Partia Nowa Nadzieja Sławomira Mentzena szybko przeszła od słów do czynów i prowadzi obecnie prawybory parlamentarne, w których wybierani są liderzy list w jesiennych wyborach. Przeciwko prawyborom od początku protestowali Wolnościowcy, którzy przekonywali, że formuła ta jest sprzeczna z zasadami, które dużo wcześniej przyjęte zostały w Konfederacji. O co dokładnie chodzi?

Już dwa lata temu rada liderów Konfederacji przyjęła uchwałę, która gwarantowała start w wyborach obecnym posłom z tzw. jedynek, czyli pierwszych miejsc na listach. Wolnościowcy przekonywali, że prawybory w partii Nowa Nadzieja stoją w sprzeczności z tą uchwałą. Ich zdaniem miejsca na listach Konfederacji zostały już podzielone, a partia Mentzena nie ma prawa wywracać tych uzgodnień do góry nogami.
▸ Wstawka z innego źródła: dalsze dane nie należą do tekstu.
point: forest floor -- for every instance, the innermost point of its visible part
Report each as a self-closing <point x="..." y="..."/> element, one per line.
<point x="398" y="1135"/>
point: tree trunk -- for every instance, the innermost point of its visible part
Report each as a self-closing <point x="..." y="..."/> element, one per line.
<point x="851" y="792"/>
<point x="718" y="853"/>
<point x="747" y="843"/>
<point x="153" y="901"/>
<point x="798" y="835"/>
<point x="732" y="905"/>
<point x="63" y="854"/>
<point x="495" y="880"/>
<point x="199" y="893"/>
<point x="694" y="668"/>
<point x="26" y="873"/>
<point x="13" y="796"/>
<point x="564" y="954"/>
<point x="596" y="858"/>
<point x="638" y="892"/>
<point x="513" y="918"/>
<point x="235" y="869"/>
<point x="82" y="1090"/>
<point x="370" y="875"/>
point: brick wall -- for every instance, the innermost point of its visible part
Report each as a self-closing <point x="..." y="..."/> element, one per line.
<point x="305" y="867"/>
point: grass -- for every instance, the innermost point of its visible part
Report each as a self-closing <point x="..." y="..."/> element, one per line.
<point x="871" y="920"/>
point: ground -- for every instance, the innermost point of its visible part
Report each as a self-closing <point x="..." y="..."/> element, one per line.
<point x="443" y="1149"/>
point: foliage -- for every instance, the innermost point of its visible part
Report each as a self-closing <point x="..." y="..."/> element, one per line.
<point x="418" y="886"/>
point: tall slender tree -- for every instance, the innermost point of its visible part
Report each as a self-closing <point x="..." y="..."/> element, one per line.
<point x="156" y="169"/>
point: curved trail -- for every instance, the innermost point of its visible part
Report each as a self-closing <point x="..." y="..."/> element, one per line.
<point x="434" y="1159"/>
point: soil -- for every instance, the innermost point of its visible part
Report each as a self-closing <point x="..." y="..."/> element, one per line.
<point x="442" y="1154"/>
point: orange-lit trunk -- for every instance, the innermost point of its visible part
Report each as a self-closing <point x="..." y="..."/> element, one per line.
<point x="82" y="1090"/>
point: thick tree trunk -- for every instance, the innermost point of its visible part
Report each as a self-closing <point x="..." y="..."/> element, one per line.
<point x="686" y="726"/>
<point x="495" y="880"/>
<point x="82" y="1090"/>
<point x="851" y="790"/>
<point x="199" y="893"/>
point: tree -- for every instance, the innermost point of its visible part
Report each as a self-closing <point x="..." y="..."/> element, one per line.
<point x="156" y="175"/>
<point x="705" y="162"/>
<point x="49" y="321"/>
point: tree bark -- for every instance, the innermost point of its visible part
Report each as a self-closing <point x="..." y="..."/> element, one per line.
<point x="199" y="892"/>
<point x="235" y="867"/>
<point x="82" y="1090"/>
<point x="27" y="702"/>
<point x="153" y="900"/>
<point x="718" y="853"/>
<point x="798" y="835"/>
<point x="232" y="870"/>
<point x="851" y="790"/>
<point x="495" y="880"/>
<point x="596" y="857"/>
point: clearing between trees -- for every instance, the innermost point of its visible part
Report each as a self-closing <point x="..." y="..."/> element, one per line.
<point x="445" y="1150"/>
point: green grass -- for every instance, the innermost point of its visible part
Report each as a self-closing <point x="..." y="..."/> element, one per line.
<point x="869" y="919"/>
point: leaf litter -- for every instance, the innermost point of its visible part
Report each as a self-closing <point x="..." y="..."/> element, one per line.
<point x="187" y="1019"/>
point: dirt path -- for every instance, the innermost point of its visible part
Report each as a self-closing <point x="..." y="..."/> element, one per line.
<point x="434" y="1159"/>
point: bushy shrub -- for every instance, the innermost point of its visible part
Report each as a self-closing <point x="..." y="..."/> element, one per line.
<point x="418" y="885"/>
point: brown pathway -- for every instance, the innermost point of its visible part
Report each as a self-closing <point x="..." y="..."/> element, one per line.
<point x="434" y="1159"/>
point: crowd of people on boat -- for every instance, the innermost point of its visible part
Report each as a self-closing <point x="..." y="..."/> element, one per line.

Konflikt w Konfederacji. Dziambor nie wyklucza samodzielnego startu

Jak się jednak okazuje, rada liderów Konfederacji wycofała się ze wspomnianej uchwały, co oznacza, że miejsca na listach wyborczych będą dzielone według nowej formuły uwzględniającej prawybory w partii Nowa Nadzieja. Pojawiają się głosy, że taki układ będzie niekorzystny przede wszystkim dla Wolnościowców - Artura Dziambora, Dobromira Sośnierza czy Jakuba Kuleszy, którzy w wyniku rozgrywek Sławomira Mentzena, mogą stracić obiecane wcześniej miejsca na listach Konfederacji.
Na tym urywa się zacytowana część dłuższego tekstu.